While Chicago-based multi-state cannabis operators like Cresco Labs and Green Thumb Industries attribute success to control of the few Illinois facilities, political pressure is on Illinois cannabis regulators and legislators to get more cannabis licenses in the hands of entrepreneurs. But government efforts are complicated by a confused tangle of lawsuits holding up licenses that were supposed to be issued last summer and a statutorily required scoring system that many complain emphasizes the wrong qualifications for cannabis applicants.

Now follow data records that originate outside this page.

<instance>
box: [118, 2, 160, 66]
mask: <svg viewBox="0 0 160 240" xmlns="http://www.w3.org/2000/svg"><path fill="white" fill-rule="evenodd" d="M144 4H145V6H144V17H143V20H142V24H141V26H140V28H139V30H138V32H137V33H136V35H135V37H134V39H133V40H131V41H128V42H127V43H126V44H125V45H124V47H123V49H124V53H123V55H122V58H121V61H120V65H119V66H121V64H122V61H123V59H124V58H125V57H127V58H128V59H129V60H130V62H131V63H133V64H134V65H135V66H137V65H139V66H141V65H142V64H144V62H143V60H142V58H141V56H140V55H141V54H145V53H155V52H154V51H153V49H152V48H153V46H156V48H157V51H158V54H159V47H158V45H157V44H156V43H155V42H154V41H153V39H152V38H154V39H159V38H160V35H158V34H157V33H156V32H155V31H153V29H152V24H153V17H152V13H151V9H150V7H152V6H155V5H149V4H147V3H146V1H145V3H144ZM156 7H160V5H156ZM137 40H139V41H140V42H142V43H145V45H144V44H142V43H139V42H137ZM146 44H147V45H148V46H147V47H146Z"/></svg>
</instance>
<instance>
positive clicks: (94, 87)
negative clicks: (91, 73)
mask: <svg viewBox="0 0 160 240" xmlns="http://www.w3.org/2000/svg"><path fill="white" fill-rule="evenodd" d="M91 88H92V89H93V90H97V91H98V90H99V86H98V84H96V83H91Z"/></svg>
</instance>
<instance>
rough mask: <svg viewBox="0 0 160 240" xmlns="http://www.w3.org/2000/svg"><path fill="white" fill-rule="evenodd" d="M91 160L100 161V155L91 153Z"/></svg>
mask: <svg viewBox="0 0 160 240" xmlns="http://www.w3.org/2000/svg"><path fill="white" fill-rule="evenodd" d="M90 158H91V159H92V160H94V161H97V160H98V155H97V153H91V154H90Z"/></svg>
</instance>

Complicating matters more is the reality delivered last May, when a broad-ranging cannabis regulation fix bill was torpedoed in the Illinois General Assembly by lobbyists fighting against a specific measure. Now, cannabis regulators are more cautious about exactly how and what they bring up for a vote, scaling back ambitions for more radical changes to the Illinois legal cannabis program, such as adding more cultivation sites or expanding the canopy size of craft grow facilities.
For now, according to sources, an Illinois House-Senate cannabis working group, in consultation with the Pritzker Administration, has discussed the idea of advancing two bills. One, addresses less controversial issues like badging requirements, untethering medical patients to one dispensary, and some definition changes, says Cannabis Business Association of Illinois executive director Pamela Althoff.
“Then there’s a separate piece of legislation that would address the revisions for the next round of license applications,” said Althoff.
Althoff, legislators, and other cannabis industry lobbyists Grown In spoke to say there are numerous options under consideration by legislators and the administration, with another work group meeting scheduled for next week. The Illinois General Assembly could meet for a lame duck session in December, but Covid concerns have made such a meeting less likely than simply waiting for the next session to begin in January.
While getting craft grow and infuser licenses on the street is a concern, the majority of political attention has focused on issuing dispensary licenses, say advocates, because they require less investment and are likely to create more small entrepreneurial businesses.
At issue are two groups of dispensary licenses, to be distributed to at least three groups of applicants. The two license groups include the 75 licenses that were supposed to be awarded in summer 2020. The second group is made up of 110 licenses Illinois statues say can be awarded after January 1, 2021.
The seventy-five 2020 licenses have been enmeshed in court battles between 21 applicants who won the right to advance to a lottery round in September, and hundreds of losing applicants who charge in lawsuits that the license scoring process was unconstitutional and unfair.
Expecting the legal process to last for months, if not a year, regulators and administrators have begun to think about how statutes could be revised to distribute licenses to settle the court cases and get more dispensaries open. Depending on their interest, each group is pushing a different solution.
One solution, backed by Edie Moore, one of the 21 applicant groups who advanced to the lottery round, would allow the state to conduct a lottery for September’s 21 winners for 75 licenses, then automatically enter the remaining hundreds of other 2020 applicants in a lottery for 75 of the 2021 licenses. Finally, a new application process would be conducted for the 35 licenses left in 2021.
“This is a good solution,” said Moore, “It has something for everyone.”
Another solution discussed, says Althoff, would be to award the September 21 who advanced to the lottery round some number of licenses smaller than 75, then combining those leftovers with 2021’s 110 new licenses, and assigning those to the applicants who did not advance to the lottery round in 2020.
But any solution would require not only a legislative change, but also for the dozens of applicants currently suing the state to agree to drop their suits, a proposal that might not be very appealing if the plaintiffs believe they have a strong case.
While oral arguments for cases related to dispensary licenses won’t begin for weeks, cannabis regulators have relied on the unquestioned authority of Gov. J.B. Pritzker’s numerous executive orders claiming emergency authority during the state’s Covid response.
In a related case last week, the Illinois Craft Cannabis Association (ICCA), a trade group of craft grow applicants, seemed to put attorneys for the state on the back foot, when in a hearing a judge repeatedly pressed state attorneys to clarify why Governor J.B. Pritzker has not explained his reasons for not awarding 40 craft grow licenses, as a result of his executive orders.
Privately, government officials have said they are ready to award craft grow licenses, but they have delayed awarding them because they fear more lawsuits if the dispensary lawsuits are not resolved. If a judge were to force Gov. Pritzker to be more transparent about the condition of licenses, it may begin to force the state to award dispensary and craft grow licenses sooner.